Canberra is taking steps to curb Australian travelers’ soaring expectations of what help they can get from their embassies, such as a loan to pay a prostitute in Thailand, or assistance to evict a polecat from above a ceiling in the US.
Australian Foreign Minister Julie Bishop yesterday announced new measures to underscore consular services as a last resort and to promote “a stronger culture of self-reliance and personal responsibility in the traveling public.”
These measures include a new policy of providing minimal consular services to Australians who willfully, repeatedly or negligently get themselves into trouble. People who visit embassies and consulates will be given the new guidelines.
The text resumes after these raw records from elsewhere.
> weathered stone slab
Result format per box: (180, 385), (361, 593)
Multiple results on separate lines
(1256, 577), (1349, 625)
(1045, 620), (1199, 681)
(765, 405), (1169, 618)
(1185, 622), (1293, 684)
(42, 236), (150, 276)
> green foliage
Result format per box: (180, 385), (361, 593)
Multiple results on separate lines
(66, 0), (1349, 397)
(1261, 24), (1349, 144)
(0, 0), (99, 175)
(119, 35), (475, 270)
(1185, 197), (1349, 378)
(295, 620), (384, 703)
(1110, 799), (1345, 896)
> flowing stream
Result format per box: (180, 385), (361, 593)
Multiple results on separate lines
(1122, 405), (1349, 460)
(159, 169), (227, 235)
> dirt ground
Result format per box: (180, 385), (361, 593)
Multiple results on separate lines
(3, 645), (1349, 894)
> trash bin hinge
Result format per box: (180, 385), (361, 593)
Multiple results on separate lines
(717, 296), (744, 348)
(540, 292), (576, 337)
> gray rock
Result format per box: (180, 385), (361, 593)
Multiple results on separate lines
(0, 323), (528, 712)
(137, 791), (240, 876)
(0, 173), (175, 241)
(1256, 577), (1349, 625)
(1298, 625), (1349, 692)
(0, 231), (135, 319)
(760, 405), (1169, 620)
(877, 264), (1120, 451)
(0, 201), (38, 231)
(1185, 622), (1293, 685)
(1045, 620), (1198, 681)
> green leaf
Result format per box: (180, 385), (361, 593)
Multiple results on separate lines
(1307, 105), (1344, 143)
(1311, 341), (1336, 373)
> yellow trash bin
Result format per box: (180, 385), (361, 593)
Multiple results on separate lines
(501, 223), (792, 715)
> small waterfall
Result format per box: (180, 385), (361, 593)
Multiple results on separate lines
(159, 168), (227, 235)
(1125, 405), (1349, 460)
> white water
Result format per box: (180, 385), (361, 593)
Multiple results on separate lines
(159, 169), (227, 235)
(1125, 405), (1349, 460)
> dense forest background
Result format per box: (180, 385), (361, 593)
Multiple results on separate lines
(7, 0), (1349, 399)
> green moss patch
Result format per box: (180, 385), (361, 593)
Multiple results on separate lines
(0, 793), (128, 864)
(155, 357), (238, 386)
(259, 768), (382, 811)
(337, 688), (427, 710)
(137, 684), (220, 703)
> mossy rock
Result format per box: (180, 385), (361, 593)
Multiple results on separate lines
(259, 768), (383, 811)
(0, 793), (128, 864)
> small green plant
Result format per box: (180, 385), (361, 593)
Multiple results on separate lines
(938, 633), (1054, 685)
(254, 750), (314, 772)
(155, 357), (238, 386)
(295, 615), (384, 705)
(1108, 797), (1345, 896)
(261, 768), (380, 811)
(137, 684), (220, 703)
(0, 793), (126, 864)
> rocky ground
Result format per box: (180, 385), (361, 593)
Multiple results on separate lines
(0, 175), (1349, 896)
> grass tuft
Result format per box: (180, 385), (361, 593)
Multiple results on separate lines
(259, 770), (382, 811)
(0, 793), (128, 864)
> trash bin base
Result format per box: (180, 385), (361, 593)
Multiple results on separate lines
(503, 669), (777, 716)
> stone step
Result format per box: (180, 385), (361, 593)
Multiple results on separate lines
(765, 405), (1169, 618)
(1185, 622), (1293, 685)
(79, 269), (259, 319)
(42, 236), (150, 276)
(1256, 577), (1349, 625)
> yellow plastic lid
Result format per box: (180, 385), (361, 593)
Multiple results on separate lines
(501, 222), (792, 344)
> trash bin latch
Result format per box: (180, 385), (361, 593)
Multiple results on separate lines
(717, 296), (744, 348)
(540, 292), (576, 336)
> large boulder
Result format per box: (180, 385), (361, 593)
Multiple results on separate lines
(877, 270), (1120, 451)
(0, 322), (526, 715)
Charging Australians for the consular help they receive is also something the government is considering, she said.
“Our consular staff are not there to pay for the repairs to your jet ski; they’re not there to pay your hotel bill; they’re not there to lend you a laptop or to provide you with office space in the embassy for you to do your work,” Bishop said, listing requests that embassies have refused.
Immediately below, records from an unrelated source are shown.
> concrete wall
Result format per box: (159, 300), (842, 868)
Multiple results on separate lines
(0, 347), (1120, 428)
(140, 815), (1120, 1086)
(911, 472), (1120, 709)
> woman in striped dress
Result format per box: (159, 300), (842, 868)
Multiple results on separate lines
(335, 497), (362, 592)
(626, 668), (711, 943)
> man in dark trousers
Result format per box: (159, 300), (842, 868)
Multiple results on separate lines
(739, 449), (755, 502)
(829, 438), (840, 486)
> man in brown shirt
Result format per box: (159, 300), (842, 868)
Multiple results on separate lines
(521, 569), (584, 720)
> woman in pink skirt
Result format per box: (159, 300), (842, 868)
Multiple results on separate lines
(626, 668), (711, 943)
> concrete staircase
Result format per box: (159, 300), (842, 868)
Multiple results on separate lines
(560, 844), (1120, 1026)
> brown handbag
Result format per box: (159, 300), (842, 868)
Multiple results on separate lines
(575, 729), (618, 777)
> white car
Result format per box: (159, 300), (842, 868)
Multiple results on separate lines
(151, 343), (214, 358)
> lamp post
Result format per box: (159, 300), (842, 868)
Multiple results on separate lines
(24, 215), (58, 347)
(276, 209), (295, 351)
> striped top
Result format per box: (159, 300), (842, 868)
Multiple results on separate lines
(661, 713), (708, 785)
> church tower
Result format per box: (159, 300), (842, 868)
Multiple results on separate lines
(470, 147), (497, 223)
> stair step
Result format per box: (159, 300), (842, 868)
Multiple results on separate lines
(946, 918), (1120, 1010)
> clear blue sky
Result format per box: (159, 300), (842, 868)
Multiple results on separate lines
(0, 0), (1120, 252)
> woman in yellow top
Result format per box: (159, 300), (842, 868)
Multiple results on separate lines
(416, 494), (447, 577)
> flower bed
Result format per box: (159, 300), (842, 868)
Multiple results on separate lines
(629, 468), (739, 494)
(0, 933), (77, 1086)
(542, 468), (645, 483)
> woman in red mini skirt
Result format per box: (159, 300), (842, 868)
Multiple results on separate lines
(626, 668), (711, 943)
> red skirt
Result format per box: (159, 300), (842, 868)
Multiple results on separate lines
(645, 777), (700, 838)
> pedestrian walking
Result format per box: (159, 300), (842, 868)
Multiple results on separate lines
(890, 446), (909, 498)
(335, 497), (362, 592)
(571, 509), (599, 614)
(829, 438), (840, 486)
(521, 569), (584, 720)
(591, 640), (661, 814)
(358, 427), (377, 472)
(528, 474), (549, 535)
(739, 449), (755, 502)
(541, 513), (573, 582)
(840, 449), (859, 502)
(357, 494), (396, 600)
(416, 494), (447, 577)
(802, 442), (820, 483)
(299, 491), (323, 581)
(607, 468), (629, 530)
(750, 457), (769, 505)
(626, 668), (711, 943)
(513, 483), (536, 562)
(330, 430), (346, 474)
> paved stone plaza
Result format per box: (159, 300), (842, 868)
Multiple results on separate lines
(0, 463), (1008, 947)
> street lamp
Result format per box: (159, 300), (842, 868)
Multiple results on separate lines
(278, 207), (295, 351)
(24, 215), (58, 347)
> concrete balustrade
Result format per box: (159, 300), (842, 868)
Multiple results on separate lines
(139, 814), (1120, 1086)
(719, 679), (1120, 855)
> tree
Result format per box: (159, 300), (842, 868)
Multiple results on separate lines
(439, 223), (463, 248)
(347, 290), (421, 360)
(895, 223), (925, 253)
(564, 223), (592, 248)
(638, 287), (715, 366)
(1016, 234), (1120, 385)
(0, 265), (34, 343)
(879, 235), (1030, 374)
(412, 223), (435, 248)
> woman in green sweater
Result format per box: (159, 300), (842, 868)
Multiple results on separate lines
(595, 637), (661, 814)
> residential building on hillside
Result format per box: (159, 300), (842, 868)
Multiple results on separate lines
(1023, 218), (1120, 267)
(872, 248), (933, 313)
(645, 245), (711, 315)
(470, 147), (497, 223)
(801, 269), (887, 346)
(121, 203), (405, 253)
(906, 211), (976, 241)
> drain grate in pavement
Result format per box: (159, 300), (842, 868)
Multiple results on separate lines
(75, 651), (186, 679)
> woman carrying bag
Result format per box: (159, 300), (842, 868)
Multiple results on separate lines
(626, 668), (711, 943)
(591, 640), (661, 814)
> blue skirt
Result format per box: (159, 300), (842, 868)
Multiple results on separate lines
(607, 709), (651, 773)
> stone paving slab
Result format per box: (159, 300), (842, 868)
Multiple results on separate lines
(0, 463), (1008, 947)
At the embassy in Bangkok — Australia’s busiest overall — one traveler walked in with a prostitute and was refused a loan to pay for services already rendered, said Anita Downey, a senior counselor official at the Australasian Department of Foreign Affairs and Trade.
Such requests are common at that embassy, she said, listing Los Angeles, Bali, Manila and Dubai as other locations where consular staff frequently get outlandish requests.
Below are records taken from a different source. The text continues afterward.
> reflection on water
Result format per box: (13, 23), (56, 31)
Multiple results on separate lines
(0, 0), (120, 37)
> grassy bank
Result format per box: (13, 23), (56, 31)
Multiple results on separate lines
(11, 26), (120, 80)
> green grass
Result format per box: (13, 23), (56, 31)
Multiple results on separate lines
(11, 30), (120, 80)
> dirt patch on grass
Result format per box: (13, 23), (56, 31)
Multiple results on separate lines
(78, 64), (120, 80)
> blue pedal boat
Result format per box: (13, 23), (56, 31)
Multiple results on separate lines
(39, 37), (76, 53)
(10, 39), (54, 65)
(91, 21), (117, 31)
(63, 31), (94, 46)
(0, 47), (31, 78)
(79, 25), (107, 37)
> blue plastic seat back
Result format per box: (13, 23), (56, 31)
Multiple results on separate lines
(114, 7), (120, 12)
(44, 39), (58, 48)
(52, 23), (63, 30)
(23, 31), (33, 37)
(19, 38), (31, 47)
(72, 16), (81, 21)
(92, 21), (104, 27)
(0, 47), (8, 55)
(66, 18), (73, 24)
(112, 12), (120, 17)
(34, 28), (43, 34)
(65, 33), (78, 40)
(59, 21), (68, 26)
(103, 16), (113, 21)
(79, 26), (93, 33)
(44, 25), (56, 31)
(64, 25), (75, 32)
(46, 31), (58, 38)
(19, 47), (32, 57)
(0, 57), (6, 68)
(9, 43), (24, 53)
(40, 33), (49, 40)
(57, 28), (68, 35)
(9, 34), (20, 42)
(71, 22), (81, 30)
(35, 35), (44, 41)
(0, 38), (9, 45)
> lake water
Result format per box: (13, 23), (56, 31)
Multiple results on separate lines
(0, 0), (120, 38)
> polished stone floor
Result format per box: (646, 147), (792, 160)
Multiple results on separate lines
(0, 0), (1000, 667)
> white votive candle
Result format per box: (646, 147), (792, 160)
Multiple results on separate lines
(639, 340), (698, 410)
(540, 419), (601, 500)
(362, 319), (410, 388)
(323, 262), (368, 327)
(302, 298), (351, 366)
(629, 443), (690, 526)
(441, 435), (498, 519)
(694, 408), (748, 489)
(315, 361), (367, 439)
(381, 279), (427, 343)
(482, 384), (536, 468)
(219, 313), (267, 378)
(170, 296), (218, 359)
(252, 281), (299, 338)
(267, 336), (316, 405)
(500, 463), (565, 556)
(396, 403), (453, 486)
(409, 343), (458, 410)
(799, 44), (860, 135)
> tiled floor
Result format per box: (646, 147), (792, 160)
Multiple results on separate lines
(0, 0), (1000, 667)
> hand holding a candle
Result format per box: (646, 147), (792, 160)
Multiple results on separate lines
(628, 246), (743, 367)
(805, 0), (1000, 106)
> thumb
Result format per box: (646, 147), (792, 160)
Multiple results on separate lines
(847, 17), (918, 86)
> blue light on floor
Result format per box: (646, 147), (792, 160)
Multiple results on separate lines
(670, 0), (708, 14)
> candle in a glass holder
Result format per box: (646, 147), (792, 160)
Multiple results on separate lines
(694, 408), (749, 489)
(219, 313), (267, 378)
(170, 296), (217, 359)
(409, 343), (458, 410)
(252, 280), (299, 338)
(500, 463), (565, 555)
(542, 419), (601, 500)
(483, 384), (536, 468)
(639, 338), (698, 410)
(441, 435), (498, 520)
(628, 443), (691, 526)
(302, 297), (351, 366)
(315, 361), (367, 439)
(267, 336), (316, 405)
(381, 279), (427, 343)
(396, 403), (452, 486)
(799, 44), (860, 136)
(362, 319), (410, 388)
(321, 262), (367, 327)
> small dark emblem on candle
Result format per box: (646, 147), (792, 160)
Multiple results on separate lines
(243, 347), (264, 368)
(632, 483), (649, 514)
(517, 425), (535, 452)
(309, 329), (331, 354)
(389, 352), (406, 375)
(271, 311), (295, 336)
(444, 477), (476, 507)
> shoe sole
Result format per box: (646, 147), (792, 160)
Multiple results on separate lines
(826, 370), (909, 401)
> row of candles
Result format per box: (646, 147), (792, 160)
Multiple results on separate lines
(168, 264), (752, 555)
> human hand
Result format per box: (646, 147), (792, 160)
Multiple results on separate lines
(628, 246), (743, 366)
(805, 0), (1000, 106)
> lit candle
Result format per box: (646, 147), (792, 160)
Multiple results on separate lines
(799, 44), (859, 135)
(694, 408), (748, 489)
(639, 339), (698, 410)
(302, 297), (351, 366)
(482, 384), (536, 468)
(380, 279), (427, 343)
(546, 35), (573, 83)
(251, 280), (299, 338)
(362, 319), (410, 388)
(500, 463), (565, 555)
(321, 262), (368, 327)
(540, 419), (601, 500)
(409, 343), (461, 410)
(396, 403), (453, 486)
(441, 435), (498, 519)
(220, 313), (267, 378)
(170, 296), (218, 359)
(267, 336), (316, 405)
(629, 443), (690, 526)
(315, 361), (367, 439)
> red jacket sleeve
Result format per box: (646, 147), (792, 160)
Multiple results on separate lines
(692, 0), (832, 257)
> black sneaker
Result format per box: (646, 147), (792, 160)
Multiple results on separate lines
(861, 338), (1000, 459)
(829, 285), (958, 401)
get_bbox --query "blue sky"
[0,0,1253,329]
Australian diplomats have fielded requests for an armored car, help removing a polecat above the ceiling of a house and intervention to prevent payment of a speeding fine, senior Australian Foreign Ministry official Justin Brown said.
Other examples: Australians who were evacuated from civil unrest in Egypt in a government-chartered Qantas airliner in 2011 expected frequent flier miles for the trip, while others evacuated from the aftermath of the 2004 tsunami in Southeast Asia requested first-class seats, department records show.
Brown said the US, Canada and New Zealand embassies were experiencing similar escalating expectations from citizens.
“At most of our posts there are people we would describe colloquially as serial pests who are constantly bouncing back into the embassy because they’ve run out of money or they’ve got some sort of other personal problem, and they often come to the embassy and the consular teams expecting us to solve their problems for them,” he said.
Downey said that 20 percent of emergency loans made to Australians overseas are never repaid.
Australians are avid travelers. Despite a population of only 24 million, they made 9.2 million overseas trips last year, during which the department assisted 15,000 of them.